Однако поскольку размежевание происходит в одной среде (другую, как написано у Довлатова, они бы не то что в литературу, в автобус не пустили), то и осознать происшедшую перемену так же трудно, как увидеть себя со всех сторон сразу. Для этого нужны другие.
Поколение – как субботник. Оно реализуется в массе. Меняется не индивидуальный стиль, а коллективные ценности – этические приоритеты, ритуалы, реакция на окружающее, окружающее.
Но и этого мало. Как всякий бунт детей против отцов, разрыв не только мучителен, но и бесполезен до тех пор, пока он не завершится появлением нового поколения. Чтобы это произошло, нужен центр конденсации. Как магнит в груде железных опилок, он обнаруживает структуру и порядок в хаосе дружеского общения.
“Довлатов, – много лет спустя сказал Валерий Попов, – назначил нас поколением”. Удача и судьба сделали его последним в советской истории.
Набоков пишет, что Гоголь сам создавал своих читателей. Довлатову читателей создала советская власть. Сергей стал голосом поколения, на котором она кончилась. Неудивительно, что оно и признало его первым.

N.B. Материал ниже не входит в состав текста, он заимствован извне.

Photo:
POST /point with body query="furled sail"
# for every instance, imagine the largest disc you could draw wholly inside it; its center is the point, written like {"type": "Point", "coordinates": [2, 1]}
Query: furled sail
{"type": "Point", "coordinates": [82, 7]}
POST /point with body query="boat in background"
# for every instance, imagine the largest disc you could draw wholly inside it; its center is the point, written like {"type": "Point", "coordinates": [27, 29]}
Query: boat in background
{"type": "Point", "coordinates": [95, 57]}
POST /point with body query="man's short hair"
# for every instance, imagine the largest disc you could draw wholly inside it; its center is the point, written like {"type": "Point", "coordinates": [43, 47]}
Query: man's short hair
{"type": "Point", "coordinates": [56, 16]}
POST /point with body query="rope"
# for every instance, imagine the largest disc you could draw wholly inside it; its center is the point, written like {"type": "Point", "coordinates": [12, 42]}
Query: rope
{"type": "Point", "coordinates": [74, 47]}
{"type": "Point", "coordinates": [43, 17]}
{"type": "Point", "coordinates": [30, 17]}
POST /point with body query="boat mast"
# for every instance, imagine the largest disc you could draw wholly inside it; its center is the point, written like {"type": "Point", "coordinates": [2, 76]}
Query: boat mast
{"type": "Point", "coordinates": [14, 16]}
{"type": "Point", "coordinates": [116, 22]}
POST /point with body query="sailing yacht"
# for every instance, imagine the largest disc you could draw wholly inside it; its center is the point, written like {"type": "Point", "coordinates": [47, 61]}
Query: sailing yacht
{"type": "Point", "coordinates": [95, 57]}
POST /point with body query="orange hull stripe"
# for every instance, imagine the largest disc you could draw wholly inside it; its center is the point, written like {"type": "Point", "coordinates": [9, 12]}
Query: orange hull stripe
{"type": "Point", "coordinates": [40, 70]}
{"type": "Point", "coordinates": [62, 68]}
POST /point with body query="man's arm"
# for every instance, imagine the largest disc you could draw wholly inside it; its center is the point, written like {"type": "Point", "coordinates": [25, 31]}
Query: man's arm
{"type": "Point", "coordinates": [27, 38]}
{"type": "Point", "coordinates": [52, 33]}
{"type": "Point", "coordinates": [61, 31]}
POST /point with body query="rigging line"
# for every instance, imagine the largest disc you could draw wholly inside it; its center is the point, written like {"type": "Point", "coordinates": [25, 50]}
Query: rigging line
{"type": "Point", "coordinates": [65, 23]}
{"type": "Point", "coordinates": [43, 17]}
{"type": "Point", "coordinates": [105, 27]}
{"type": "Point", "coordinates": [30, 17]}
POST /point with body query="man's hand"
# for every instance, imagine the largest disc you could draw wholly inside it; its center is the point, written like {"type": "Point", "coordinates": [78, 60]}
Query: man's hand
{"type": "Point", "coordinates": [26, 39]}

Моложе меня в эмигрантской литературе тогда никого не было, а те, кто постарше, от Довлатова кривились. Особенно недоумевали слависты – им было слишком просто.
Сергей, в отличие от авангардистов, нарушал норму без скандала. Он не поднимал, а опускал планку. Считалось, что Довлатов работает на грани фола: еще чуть-чуть – и он вывалится из литературы на эстраду. В его сочинениях ощущался дефицит значительности, с которым критикам было труднее примириться, чем читателям.
Даже такие восторженные поклонники, как мы с Вайлем, написали, что Довлатову авансом досталась любовь читателей, которые после очаровательных пустяков ждут от него вещи толстой и важной.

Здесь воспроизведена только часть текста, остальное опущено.